AR: Nelle pagine introduttive a Come sfamare un dittatore dici che tu stesso sei stato cuoco per un breve periodo prima di iniziare a scrivere. Come sei diventato un reporter? Cosa ti ha spinto e qual è stato il tuo percorso?

WS: Se cresci in Polonia e sei un lettore, prima o poi entrerai in contatto con le straordinarie opere del cosiddetto “reportage narrativo”. Ho letto il mio primo reportage quando avevo dodici o tredici anni, e da allora scrivere non-fiction è sempre stato il mio sogno: ti permette di viaggiare, anzi, sei costretto a farlo, ed è bello. Inoltre, mi ha sempre incuriosito scoprire come vivono le persone, mi è sempre piaciuto parlare con la gente. È un lavoro perfetto per una persona curiosa come me perché ti permette di imparare un sacco di cose che molte persone non sanno. Per uno che ama far vuotare il sacco su dei segreti e parlare con persone straordinarie, questo è probabilmente il lavoro più adatto.

 

AR: Una delle competenze chiave di un giornalista è imparare a trattare con le persone, la loro disponibilità a darti delle informazioni e il loro diritto a rimanere in silenzio o addirittura a mentire. Come ti avvicini a coloro che incontri per instaurare uno scambio proficuo?

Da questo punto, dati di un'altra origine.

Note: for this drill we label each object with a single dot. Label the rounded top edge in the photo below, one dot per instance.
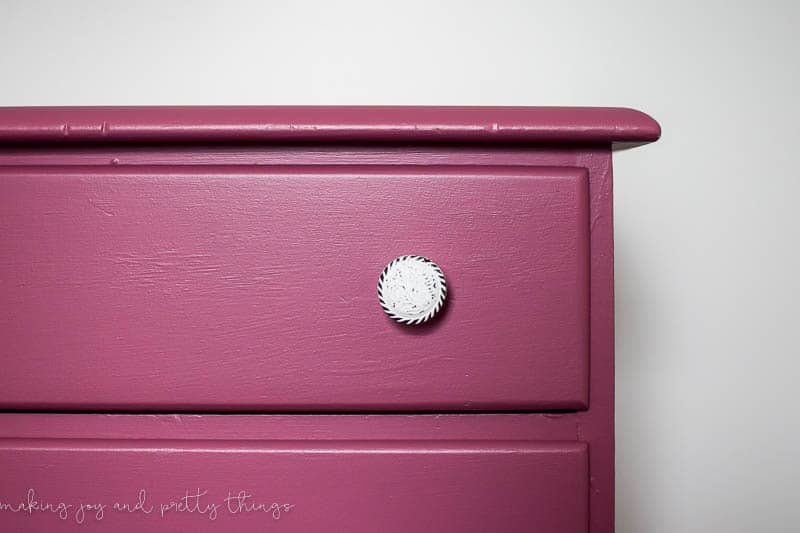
(326, 124)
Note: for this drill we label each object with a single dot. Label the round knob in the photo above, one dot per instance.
(412, 289)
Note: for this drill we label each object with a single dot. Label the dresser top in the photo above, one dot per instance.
(547, 125)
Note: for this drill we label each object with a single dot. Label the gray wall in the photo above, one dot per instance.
(706, 223)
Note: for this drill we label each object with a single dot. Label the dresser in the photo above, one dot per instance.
(308, 319)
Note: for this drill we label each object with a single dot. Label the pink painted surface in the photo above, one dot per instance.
(361, 487)
(255, 289)
(353, 123)
(577, 138)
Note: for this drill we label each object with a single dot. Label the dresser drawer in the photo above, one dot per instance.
(295, 487)
(254, 288)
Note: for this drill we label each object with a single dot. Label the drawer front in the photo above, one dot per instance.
(254, 288)
(362, 487)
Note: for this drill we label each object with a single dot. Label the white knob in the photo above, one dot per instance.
(412, 289)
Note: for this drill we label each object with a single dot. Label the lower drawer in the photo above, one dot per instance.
(359, 486)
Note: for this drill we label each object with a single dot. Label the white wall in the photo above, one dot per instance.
(707, 235)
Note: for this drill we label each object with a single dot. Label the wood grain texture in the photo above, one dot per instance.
(255, 289)
(342, 485)
(328, 124)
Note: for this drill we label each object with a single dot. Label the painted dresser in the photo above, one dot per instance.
(202, 322)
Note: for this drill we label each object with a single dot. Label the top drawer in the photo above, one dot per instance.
(254, 288)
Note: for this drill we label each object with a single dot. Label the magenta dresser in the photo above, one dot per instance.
(297, 319)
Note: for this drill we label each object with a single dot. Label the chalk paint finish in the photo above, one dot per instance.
(221, 260)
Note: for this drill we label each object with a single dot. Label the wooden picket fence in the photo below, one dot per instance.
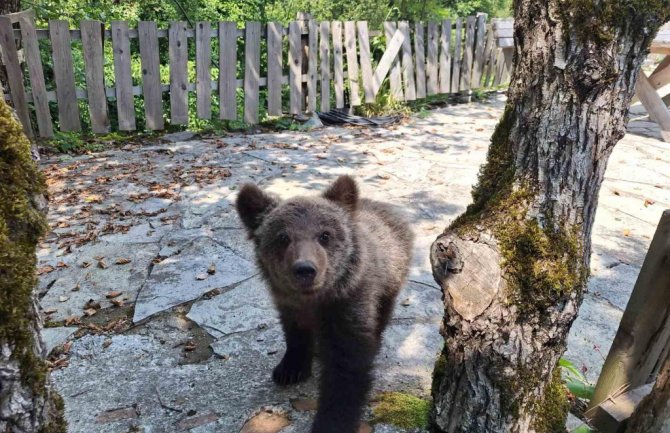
(322, 59)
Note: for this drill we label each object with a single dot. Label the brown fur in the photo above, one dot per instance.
(334, 264)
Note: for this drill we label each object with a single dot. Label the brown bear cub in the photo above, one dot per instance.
(334, 264)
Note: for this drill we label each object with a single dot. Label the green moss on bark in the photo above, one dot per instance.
(552, 410)
(21, 226)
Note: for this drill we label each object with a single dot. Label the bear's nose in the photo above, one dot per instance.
(304, 270)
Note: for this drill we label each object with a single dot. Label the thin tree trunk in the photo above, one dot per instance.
(513, 267)
(27, 402)
(653, 413)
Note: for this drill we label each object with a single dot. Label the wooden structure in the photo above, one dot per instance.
(647, 85)
(324, 65)
(642, 342)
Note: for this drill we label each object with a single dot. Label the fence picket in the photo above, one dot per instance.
(91, 39)
(295, 67)
(178, 53)
(445, 57)
(252, 67)
(352, 63)
(14, 75)
(151, 78)
(407, 63)
(324, 54)
(366, 60)
(478, 68)
(123, 81)
(394, 78)
(66, 92)
(227, 70)
(36, 74)
(432, 84)
(338, 64)
(466, 65)
(420, 56)
(203, 65)
(312, 65)
(275, 32)
(456, 63)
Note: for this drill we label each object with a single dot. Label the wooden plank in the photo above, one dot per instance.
(275, 34)
(386, 61)
(420, 57)
(227, 70)
(36, 73)
(151, 77)
(324, 55)
(366, 61)
(479, 60)
(352, 63)
(508, 55)
(14, 74)
(499, 67)
(203, 65)
(456, 63)
(407, 63)
(295, 67)
(312, 65)
(252, 67)
(468, 47)
(91, 38)
(641, 342)
(338, 64)
(432, 84)
(489, 58)
(395, 79)
(123, 81)
(445, 57)
(653, 104)
(178, 54)
(68, 107)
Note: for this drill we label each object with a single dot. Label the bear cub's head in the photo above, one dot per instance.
(303, 244)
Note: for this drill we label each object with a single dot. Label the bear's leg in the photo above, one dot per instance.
(296, 366)
(348, 346)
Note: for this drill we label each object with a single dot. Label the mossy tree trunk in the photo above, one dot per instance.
(513, 267)
(653, 413)
(27, 402)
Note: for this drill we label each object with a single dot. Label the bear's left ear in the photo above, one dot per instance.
(344, 192)
(252, 206)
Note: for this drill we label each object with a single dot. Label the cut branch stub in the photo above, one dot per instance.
(469, 271)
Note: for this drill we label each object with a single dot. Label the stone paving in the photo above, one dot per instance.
(156, 313)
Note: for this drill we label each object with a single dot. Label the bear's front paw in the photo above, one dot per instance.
(288, 372)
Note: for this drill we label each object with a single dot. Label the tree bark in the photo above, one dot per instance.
(653, 413)
(513, 267)
(9, 6)
(27, 402)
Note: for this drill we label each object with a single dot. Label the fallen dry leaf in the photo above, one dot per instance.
(45, 269)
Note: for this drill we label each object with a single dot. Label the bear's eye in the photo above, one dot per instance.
(283, 239)
(324, 238)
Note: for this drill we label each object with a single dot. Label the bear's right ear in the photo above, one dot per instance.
(252, 206)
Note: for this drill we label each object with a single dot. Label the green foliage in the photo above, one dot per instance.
(402, 410)
(575, 380)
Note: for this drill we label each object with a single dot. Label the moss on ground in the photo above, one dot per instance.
(402, 410)
(21, 226)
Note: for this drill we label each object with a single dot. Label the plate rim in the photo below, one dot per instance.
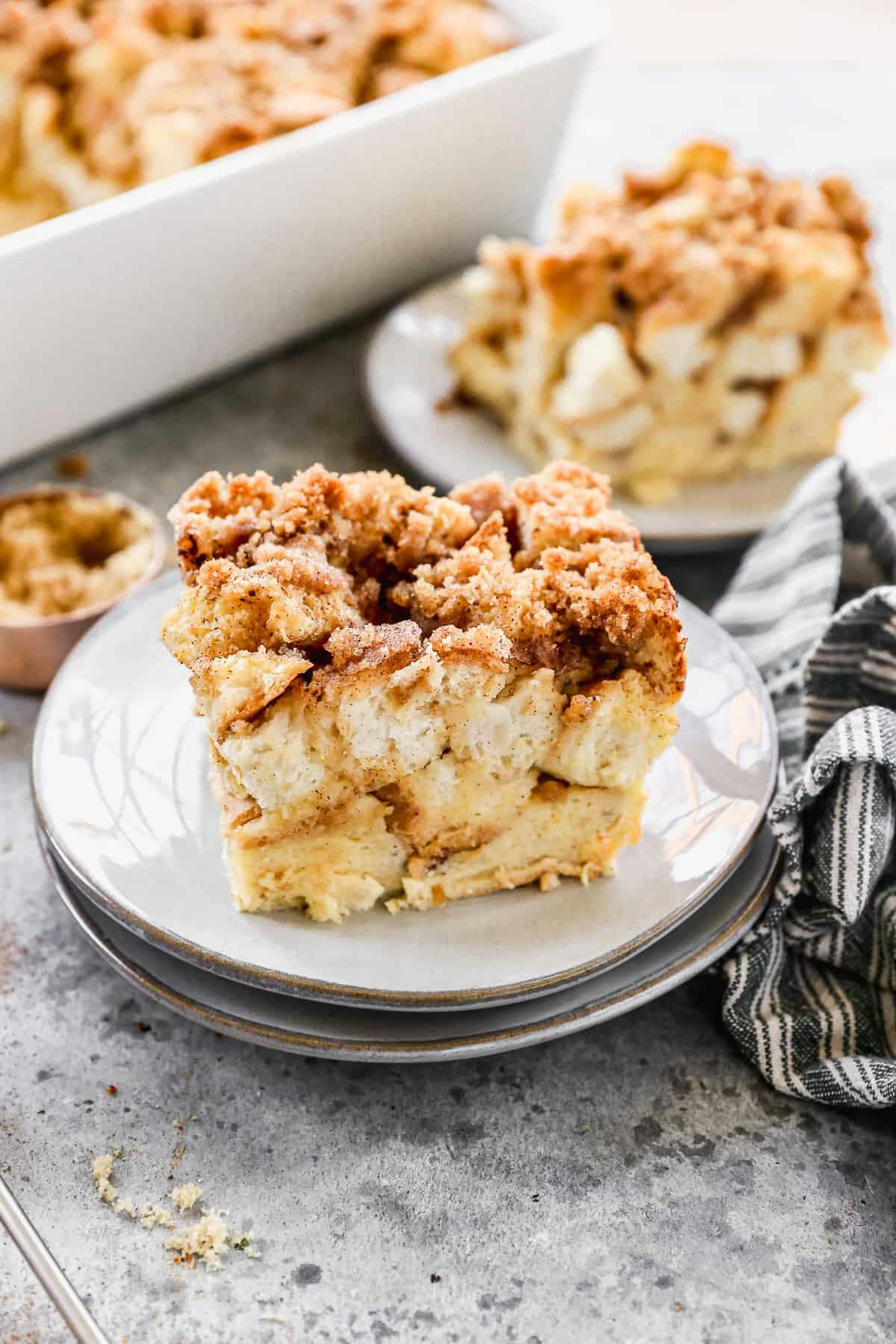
(341, 994)
(541, 1031)
(662, 544)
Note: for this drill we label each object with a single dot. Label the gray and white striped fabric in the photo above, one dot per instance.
(810, 994)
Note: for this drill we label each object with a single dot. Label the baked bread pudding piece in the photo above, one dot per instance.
(692, 326)
(99, 96)
(418, 698)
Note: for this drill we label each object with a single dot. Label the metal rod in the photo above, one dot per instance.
(55, 1284)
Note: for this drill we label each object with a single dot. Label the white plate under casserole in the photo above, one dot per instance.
(128, 300)
(122, 797)
(308, 1027)
(408, 390)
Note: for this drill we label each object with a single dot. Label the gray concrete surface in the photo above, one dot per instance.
(632, 1183)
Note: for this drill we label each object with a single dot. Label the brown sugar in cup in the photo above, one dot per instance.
(67, 554)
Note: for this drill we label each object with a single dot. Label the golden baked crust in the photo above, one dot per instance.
(694, 324)
(420, 698)
(99, 96)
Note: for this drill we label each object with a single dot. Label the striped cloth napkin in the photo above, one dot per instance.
(810, 994)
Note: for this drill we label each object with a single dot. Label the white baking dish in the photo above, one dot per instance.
(113, 305)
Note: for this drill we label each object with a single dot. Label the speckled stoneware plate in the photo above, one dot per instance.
(307, 1027)
(122, 796)
(408, 381)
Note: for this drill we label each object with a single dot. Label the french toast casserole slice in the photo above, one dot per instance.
(415, 698)
(699, 324)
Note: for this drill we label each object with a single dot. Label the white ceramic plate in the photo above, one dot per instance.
(408, 379)
(121, 793)
(304, 1027)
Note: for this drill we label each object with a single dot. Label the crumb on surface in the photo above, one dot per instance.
(184, 1196)
(74, 467)
(206, 1241)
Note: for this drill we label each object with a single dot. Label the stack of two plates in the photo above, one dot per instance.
(129, 833)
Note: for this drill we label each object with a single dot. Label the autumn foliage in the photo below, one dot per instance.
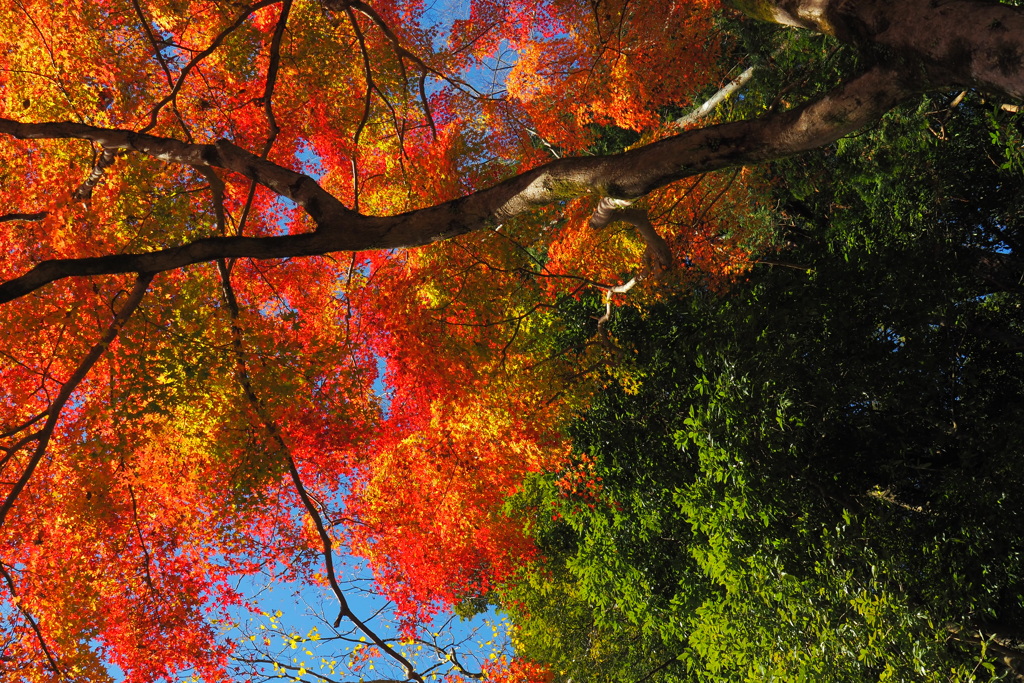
(165, 435)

WS: Di solito, i giornalisti non passano molto tempo con i loro interlocutori. Si fermano solo per una decina di minuti o si limitano a una telefonata, è insolito che si fermino per un’ora. Quando vado a trovare i miei interlocutori solitamente sto con loro per una settimana o due, a volte anche di più. Se non sei un coglione, se sei uno a posto e che sa come parlare con le persone, senza cercare solo di usarle o imbrogliarle, allora due settimane sono un periodo sufficiente per costruire un rapporto di fiducia, un legame o anche un’amicizia. Ho esperito qualcosa di simile soprattutto mentre stavo lavorando al libro sui cuochi dei dittatori, perché il loro istinto naturale era quello di non parlare. Sanno di essere vivi perché non hanno parlato. Quando cucini per un dittatore, non puoi parlare del tuo lavoro. Ritengo di essere riuscito a farli parlare tutti solo grazie a tutto il tempo che mi sono concesso di trascorrere con loro.

 

AR: Come reporter provieni forse dall’unico contesto europeo in cui si è sviluppata una vera e propria scuola di reportage. Che rapporto hai con la scuola di reportage polacca iniziata da Ryszard Kapuściński? Quale pensi sia la sua eredità nella Polonia di oggi?

WS: Innanzitutto, sappiamo che Kapuściński si è inventato alcune delle sue storie, ma non è questo il problema. Provo sentimenti contrastanti nei suoi confronti. Non sono contento del fatto che si sia inventato alcune cose, ma rimane comunque un maledetto genio e, in ogni caso, ritengo che sia stato un grande scrittore. Non riesco proprio a spiegarmi il perché Kapuściński abbia dovuto inventare quelle storie: era sempre in viaggio, ha davvero assistito a delle rivoluzioni, si trovava proprio lì, ha incontrato persone straordinarie e uno potrebbe ritenere che la sua esperienza potesse bastargli per scrivere dei grandi libri: non ho alcuna idea del perché si sia inventato alcune cose. Ha comunque fatto qualcosa di grande perché è stato uno dei primissimi al mondo a iniziare a fare giornalismo al più alto livello possibile, cioè il reportage narrativo. Anche se ha fatto qualche sbaglio, lo ammiro. Kapuściński, come anche Hanna Krall e altri maestri, sono per me come dei supereroi del reportage.